Latimer Andrew M, Wu Shanshan, Gelfand Alan E, Silander John A
Department of Ecology and Evolutionary Biology, University of Connecticut, 75 North Eagleville Road, Unit 3043, Storrs, Connecticut 06269, USA.
Ecol Appl. 2006 Feb;16(1):33-50. doi: 10.1890/04-0609.
Models of the geographic distributions of species have wide application in ecology. But the nonspatial, single-level, regression models that ecologists have often employed do not deal with problems of irregular sampling intensity or spatial dependence, and do not adequately quantify uncertainty. We show here how to build statistical models that can handle these features of spatial prediction and provide richer, more powerful inference about species niche relations, distributions, and the effects of human disturbance. We begin with a familiar generalized linear model and build in additional features, including spatial random effects and hierarchical levels. Since these models are fully specified statistical models, we show that it is possible to add complexity without sacrificing interpretability. This step-by-step approach, together with attached code that implements a simple, spatially explicit, regression model, is structured to facilitate self-teaching. All models are developed in a Bayesian framework. We assess the performance of the models by using them to predict the distributions of two plant species (Proteaceae) from South Africa's Cape Floristic Region. We demonstrate that making distribution models spatially explicit can be essential for accurately characterizing the environmental response of species, predicting their probability of occurrence, and assessing uncertainty in the model results. Adding hierarchical levels to the models has further advantages in allowing human transformation of the landscape to be taken into account, as well as additional features of the sampling process.

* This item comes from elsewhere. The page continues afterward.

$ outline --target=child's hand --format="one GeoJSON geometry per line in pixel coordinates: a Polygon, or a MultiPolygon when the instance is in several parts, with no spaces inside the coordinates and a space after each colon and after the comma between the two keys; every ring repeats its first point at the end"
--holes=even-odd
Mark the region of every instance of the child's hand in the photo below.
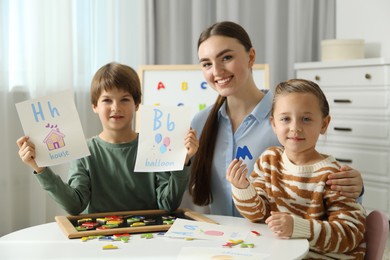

物种地理分布模型在生态学中有着广泛应用。但生态学家常用的非空间、单层次回归模型无法处理不规则采样强度或空间依赖性问题,也不能充分量化不确定性。我们在此展示如何构建能处理空间预测这些特征的统计模型,并对物种生态位关系、分布以及人类干扰的影响提供更丰富、更有力的推断。我们从一个熟悉的广义线性模型入手,并加入额外特征,包括空间随机效应和层次水平。由于这些模型是完全指定的统计模型,我们表明在不牺牲可解释性的情况下增加复杂性是可行的。这种循序渐进的方法,连同实现一个简单的、空间明确的回归模型的附带代码,旨在便于自学。所有模型均在贝叶斯框架下开发。我们通过用这些模型预测南非开普植物区两种植物(山龙眼科)的分布来评估模型性能。我们证明使分布模型具有空间明确性对于准确描述物种的环境响应、预测其出现概率以及评估模型结果的不确定性可能至关重要。给模型添加层次水平还有进一步的优势,即可以考虑人类对景观的改造以及采样过程的其他特征。